By making the injection holes of the lower auxiliary chamber tangential to each other, a strong swirling flow is generated in the main combustion chamber, and the intake air and the gas fuel are uniformly mixed and very good combustion is achieved in a lean state. There is no problem with the exhaust gas component obtained.

Since the gas fuel in the upper sub-chamber is pushed out to the lower sub-chamber by the sub-piston, the gas fuel is jetted into the main combustion chamber while being mixed with the intake air in the lower sub-chamber, and the direction of the injection holes is tangential. Therefore, the jetting energy of the air-fuel mixture is effectively used and the flame spreads to the main combustion chamber within a short period of time, resulting in a shorter combustion period in the main combustion chamber and improved thermal efficiency.

Since the fuel injection nozzle is located above the auxiliary piston at the same time as the gas fuel is ignited, the heat load on the fuel injection nozzle is reduced.

[Brief description of drawings]

FIG. 1 is a front sectional view showing a main part of a heat shield type gas engine according to the present invention.

FIG. 2 is a front sectional view showing a lowered state of a sub piston in the gas engine.

FIG. 3 is a bottom cross-sectional view showing the lower half portion of FIG. 1 taken along the line 3A-3A.

FIG. 4 is a diagram showing a stroke of a heat shield type gas engine.

[Explanation of symbols]

4: Fuel injection nozzle 6a: Open / close valve 7: Sub piston
8: Housing 9: Upper sub chamber 10: Lower sub chamber 12: Partition wall 13: Valve hole 14: Injection hole 16: Exhaust valve 18: Intake valve 20: Cylinder head 22: Cylinder body 2
4: Main piston 25: Main combustion chamber

Claims (4)

[Claims] 1. A cylindrical housing provided in the lower part of a cylinder head, which divides an upper sub chamber and a lower sub chamber by a partition wall, and a fuel injection nozzle is arranged on an intermediate peripheral wall of the upper sub chamber. A sub-piston that moves up and down in conjunction with the intake and exhaust valves is fitted to the bottom of the sub-chamber, and an opening / closing valve that opens and closes a valve hole is connected to the lower end of the sub-piston.
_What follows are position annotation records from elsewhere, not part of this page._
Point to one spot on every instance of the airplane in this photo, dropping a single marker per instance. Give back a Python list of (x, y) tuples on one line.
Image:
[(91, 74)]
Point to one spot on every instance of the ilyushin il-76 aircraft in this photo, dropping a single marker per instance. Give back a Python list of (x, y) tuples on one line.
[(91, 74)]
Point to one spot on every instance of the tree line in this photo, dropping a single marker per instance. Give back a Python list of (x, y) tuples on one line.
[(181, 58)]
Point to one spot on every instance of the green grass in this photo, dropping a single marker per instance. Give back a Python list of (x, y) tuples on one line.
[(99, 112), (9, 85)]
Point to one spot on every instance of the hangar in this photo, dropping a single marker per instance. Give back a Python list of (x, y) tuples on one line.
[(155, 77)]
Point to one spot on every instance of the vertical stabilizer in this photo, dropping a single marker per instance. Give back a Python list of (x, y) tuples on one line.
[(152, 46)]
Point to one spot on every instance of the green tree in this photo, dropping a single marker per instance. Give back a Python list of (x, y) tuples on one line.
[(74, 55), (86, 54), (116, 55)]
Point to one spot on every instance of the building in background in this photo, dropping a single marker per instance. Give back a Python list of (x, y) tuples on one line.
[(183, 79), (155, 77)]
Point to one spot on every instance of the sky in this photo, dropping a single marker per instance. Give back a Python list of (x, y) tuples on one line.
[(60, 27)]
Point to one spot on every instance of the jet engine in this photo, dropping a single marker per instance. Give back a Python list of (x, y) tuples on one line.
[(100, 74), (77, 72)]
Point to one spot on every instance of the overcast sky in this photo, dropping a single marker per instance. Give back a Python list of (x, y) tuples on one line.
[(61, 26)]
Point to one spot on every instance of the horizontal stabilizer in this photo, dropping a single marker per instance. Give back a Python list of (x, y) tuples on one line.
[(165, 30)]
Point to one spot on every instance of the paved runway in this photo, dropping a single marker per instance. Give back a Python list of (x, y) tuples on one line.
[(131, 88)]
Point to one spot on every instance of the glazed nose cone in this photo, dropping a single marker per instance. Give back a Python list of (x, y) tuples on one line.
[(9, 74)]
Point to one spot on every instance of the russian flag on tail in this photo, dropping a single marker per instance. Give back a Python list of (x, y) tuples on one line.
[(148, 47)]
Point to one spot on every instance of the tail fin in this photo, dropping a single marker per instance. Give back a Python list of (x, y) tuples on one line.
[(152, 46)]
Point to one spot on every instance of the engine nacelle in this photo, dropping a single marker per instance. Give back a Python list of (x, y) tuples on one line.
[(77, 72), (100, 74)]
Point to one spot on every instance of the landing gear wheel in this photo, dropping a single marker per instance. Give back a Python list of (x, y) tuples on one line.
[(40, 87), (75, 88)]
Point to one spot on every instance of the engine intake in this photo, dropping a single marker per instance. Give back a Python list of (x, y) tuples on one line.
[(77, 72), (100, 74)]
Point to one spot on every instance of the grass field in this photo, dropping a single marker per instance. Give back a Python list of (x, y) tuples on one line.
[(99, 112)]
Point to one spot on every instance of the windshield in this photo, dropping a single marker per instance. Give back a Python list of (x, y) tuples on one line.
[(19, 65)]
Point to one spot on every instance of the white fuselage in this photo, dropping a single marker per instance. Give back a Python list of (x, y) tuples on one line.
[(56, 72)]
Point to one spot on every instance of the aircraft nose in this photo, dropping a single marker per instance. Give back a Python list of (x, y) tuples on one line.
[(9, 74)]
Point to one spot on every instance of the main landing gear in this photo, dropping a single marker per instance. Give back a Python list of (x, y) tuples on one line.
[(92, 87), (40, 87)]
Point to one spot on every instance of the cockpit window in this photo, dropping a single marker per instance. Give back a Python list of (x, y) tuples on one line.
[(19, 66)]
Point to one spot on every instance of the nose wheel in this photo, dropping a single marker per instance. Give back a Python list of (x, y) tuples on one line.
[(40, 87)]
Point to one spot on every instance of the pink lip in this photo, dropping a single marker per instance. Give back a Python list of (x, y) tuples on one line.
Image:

A heat shield type gas engine having a plurality of injection holes communicating with the combustion chamber. 2. The heat shield type gas engine according to claim 1, wherein the plurality of injection holes are arranged at equal intervals in the circumferential direction on the lower peripheral wall of the lower sub chamber, and the directions of the injection holes are tangential. 3. The heat shield type gas engine according to claim 1, wherein the housing and the crown portion of the main piston are made of a heat resistant structural material. 4. The auxiliary piston fitted in the upper auxiliary chamber has a stem protruding upwardly engaged with a valve mechanism for moving the auxiliary piston up and down in synchronization with an intake / exhaust valve. Heat shield type gas engine.